BLE provides a complementary technology with distinct advantages in widespread device availability and infrastructure cost, as it has achieved near-ubiquitous deployment in consumer electronics (smartphones, tablets, and wearable devices) [3]. This market penetration enables deployment scenarios where passengers’ personal devices function as mobile nodes without requiring specialized hardware, potentially reducing both infrastructure investment and operational complexity. For ranging, BLE uses phase-based ranging, which exploits the relationship between the signal phase and propagation distance through multi-carrier phase differencing. The approach measures phase differences across multiple frequency carriers in the 2.4 GHz ISM band, with distance estimates derived through inverse Fourier transform processing that converts phase differences to time delays [45,46,47]. Recent standardization through BLE Channel Sounding has formalized these capabilities, with commercial implementations demonstrating sub-meter ranging accuracy in indoor settings [48]. The inclusion of BLE ranging addresses the practical deployment consideration that specialized UWB infrastructure may be impractical or cost-prohibitive in retrofit scenarios, while BLE uses existing device ecosystems. However, the narrower bandwidth of BLE compared to UWB provides a reduced temporal resolution for multipath discrimination [46].
2.2. Data Acquisition
To validate the proposed localization framework with real-world measurements, we conducted an experimental campaign in a realistic aircraft cabin environment. The data acquisition was performed in an aircraft cabin mockup at the Center of Applied Aeronautical Research in Hamburg, Germany. The mockup represents a single-aisle commercial aircraft cabin configuration with 10 seat rows accommodating 60 passenger seats in total, representing a partial A320 cabin (cf. Figure 2).

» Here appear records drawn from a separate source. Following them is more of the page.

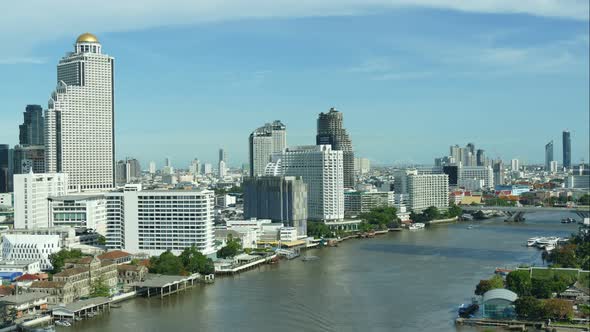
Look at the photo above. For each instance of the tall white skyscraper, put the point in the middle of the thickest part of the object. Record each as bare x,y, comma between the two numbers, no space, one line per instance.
263,142
152,167
428,190
79,130
31,207
322,169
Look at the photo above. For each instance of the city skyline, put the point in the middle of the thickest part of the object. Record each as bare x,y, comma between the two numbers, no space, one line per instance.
376,85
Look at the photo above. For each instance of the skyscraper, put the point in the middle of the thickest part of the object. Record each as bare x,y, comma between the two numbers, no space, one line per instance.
321,168
263,142
330,131
4,168
31,131
481,158
567,150
79,122
548,155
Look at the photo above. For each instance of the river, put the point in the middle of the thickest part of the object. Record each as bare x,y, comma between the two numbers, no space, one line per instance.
402,281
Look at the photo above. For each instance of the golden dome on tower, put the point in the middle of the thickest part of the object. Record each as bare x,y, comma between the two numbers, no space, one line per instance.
87,37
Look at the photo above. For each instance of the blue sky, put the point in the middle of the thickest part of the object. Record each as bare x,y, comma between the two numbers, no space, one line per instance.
410,77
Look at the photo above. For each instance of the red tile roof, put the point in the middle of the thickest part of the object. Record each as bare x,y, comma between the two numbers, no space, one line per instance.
115,254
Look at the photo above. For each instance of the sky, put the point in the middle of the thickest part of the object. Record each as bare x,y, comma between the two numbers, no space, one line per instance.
412,77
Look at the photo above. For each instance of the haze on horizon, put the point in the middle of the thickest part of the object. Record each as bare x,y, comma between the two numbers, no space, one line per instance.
412,77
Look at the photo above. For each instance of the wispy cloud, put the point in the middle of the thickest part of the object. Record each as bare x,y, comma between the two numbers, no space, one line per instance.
22,60
113,15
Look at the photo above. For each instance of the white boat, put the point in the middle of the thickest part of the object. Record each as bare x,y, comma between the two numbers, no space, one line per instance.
533,241
543,242
417,225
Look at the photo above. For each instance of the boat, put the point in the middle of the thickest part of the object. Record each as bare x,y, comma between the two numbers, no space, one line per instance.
309,258
63,323
417,225
533,241
543,242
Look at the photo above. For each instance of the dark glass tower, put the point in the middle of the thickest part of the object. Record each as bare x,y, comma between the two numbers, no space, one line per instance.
31,131
4,169
330,131
567,150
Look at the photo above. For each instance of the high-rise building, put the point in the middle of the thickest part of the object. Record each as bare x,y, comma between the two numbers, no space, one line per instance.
152,167
428,190
330,131
278,198
321,169
31,191
31,131
195,167
221,170
481,158
479,173
150,222
79,122
5,169
498,167
567,150
263,142
548,155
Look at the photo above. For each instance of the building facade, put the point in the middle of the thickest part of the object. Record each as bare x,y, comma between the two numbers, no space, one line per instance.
278,198
79,122
321,168
263,142
428,190
330,132
567,149
87,211
155,221
548,155
31,193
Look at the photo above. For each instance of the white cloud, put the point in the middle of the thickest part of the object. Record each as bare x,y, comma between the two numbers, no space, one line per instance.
25,24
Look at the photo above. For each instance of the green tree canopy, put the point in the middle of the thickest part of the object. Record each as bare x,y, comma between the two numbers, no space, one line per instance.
99,288
528,308
519,281
195,262
59,258
232,247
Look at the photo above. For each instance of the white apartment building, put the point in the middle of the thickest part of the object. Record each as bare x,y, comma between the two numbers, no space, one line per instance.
469,173
5,200
79,121
263,142
321,168
29,247
155,221
428,190
31,193
79,211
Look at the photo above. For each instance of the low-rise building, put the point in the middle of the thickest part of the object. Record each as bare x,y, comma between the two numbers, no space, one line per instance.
128,274
25,304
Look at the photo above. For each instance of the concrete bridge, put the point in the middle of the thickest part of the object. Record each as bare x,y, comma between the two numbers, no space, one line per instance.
516,213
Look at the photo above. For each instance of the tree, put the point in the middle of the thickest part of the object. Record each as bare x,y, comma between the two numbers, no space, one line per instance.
557,309
318,229
99,288
59,258
489,284
167,263
232,247
519,281
195,262
541,288
528,308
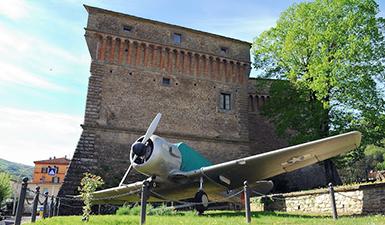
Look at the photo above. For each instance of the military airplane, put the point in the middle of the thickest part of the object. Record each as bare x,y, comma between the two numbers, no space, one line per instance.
179,172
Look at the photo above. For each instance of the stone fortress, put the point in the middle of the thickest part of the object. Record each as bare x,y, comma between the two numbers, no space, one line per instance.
199,82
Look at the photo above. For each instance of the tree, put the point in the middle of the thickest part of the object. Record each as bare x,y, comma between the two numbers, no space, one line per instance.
88,185
5,186
331,53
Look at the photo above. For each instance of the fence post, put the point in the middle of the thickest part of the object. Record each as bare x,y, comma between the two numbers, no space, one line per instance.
50,214
45,205
35,203
143,202
58,207
333,201
20,205
55,207
247,202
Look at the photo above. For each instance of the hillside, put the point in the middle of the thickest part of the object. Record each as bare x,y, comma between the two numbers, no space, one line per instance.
16,169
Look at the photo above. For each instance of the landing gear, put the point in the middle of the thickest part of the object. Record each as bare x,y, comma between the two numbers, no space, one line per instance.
201,197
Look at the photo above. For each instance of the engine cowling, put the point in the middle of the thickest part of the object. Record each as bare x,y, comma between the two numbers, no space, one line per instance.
160,159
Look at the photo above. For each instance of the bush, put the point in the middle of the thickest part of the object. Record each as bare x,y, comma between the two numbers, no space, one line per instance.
88,185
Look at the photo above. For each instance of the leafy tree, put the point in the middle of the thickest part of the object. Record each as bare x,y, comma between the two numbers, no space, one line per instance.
331,53
5,186
88,185
375,157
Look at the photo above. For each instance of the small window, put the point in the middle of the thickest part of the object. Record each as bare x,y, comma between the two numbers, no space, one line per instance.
177,38
225,101
166,81
224,50
55,180
127,28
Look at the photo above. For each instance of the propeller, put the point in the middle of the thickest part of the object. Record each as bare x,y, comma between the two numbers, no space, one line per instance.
140,148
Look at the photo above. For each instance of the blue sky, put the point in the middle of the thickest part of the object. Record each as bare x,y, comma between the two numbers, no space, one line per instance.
44,61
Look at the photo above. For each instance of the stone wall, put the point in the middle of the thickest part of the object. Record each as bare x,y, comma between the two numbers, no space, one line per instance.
350,200
131,59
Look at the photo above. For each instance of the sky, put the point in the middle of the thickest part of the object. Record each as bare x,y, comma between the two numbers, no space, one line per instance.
44,61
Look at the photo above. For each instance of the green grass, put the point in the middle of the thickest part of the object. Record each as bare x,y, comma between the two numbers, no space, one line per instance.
216,218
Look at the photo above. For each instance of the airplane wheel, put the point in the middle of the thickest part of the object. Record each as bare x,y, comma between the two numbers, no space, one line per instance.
201,197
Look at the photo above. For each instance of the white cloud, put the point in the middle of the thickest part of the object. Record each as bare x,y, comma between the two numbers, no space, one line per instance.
11,74
27,136
241,28
28,60
14,9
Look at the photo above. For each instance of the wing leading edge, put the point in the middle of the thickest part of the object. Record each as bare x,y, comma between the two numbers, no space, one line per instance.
258,167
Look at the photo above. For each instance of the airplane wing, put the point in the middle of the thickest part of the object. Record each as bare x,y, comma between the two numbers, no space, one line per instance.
118,195
232,174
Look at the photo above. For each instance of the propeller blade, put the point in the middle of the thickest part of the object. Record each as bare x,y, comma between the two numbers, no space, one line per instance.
151,128
128,171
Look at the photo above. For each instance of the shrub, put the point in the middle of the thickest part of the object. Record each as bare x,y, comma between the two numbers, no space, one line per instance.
88,185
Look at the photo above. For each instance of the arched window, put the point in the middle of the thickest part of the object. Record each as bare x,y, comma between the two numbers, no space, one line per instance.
251,104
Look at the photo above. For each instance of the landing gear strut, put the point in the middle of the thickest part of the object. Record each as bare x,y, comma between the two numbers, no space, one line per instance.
201,197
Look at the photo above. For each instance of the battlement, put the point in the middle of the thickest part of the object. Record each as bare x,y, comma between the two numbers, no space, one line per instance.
131,41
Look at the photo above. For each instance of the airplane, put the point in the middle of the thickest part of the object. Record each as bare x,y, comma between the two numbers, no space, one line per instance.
179,172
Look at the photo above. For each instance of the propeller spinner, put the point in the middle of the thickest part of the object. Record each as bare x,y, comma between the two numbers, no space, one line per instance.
142,149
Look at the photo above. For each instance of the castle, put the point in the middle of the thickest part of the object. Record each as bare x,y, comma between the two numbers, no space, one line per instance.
199,82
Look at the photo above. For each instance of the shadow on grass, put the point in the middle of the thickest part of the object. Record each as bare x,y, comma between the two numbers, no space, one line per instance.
261,214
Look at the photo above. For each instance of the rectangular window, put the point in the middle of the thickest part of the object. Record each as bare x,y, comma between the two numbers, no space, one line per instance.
224,50
225,101
177,38
166,81
55,180
127,28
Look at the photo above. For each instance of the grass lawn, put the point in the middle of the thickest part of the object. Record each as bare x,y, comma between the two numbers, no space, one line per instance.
217,217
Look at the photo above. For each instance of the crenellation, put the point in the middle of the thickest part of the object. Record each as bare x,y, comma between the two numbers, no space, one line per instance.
126,90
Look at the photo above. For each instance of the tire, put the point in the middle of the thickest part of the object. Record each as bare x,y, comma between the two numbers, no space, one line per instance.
201,197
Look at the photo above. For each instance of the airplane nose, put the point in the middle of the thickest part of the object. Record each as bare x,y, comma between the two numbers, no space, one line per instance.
139,149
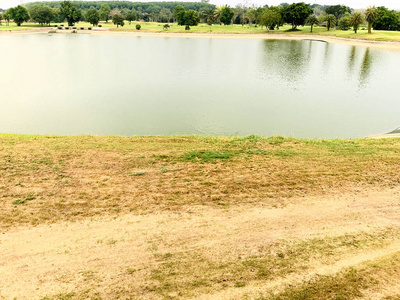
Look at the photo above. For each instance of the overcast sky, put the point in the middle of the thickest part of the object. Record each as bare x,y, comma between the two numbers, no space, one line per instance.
392,4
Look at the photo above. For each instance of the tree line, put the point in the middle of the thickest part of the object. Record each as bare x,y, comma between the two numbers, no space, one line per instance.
192,13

2.2.1. Deployed Positioning Systems and Reference System
Two distinct positioning systems were deployed in the cabin mockup. The BLE system employs a proprietary phase-based ranging approach developed by Metirionic GmbH (Dresden, Germany) [49]. This system, while BLE-compatible, uses a custom ranging implementation rather than the standardized BLE Channel Sounding [48]. At the time of data acquisition (July 2023), the Channel Sounding specification had only recently been released, and commercial hardware implementations were not yet widely available. The Metirionic system therefore represents an early implementation of BLE phase-based ranging concepts that were subsequently formalized in the official specification. The UWB system, provided by ZigPos GmbH (Dresden, Germany), operates in UWB Channel 2, conforming to IEEE 802.15.4a specifications [42] and implements TWR [50].
To establish high-precision reference coordinates for anchor and tag positions, we employed an optical Leica total station [51]. The total station enables millimeter-level accuracy in three-dimensional coordinate determination through combined angular and distance measurements. Prior to data collection, all anchor node positions were surveyed and recorded in a common coordinate system. For each tag measurement position, the total station was used to survey the ground-truth position against which positioning system estimates could be evaluated. The reference measurement accuracy far exceeds the anticipated performance of all evaluated positioning systems, so observed errors reflect true system performance.
2.2.2. Anchor Deployment and Measurement Positions
The positioning infrastructure consisted of stationary anchor nodes mounted at fixed locations throughout the cabin mockup. Anchor nodes were positioned along the transition between the cabin sidewall and the overhead luggage compartments, distributed along both sides of the cabin over the available length (cf. Figure 3). For the BLE system, five anchor nodes were deployed with approximately equal spacing along the cabin length. The UWB systems used eight anchor nodes.
Mobile tag devices were positioned within the cabin environment to systematically evaluate positioning performance under diverse geometric and propagation conditions. Tag positions were distributed across multiple seat rows, encompassing locations along the aisle, within seat positions (window, middle, aisle seats), and at varying distances from anchor nodes. This constellation was designed to capture the full range of positioning scenarios likely to occur during operational passenger tracking, including both favorable (near-aisle, strong LOS) and challenging (window seats, obstructed propagation) conditions. To investigate the impact of visibility on accuracy, measurements were conducted with tags placed at different heights:
- Seat surface (approximately 0.45 m above floor);
- Beneath the seat (approximately 0.25 m above floor, representing potential applications for baggage tracking or under-seat wearable devices);
- Above the seat (approximately 1.1 m above floor, representing passenger-worn devices such as smartphones or wearable sensors).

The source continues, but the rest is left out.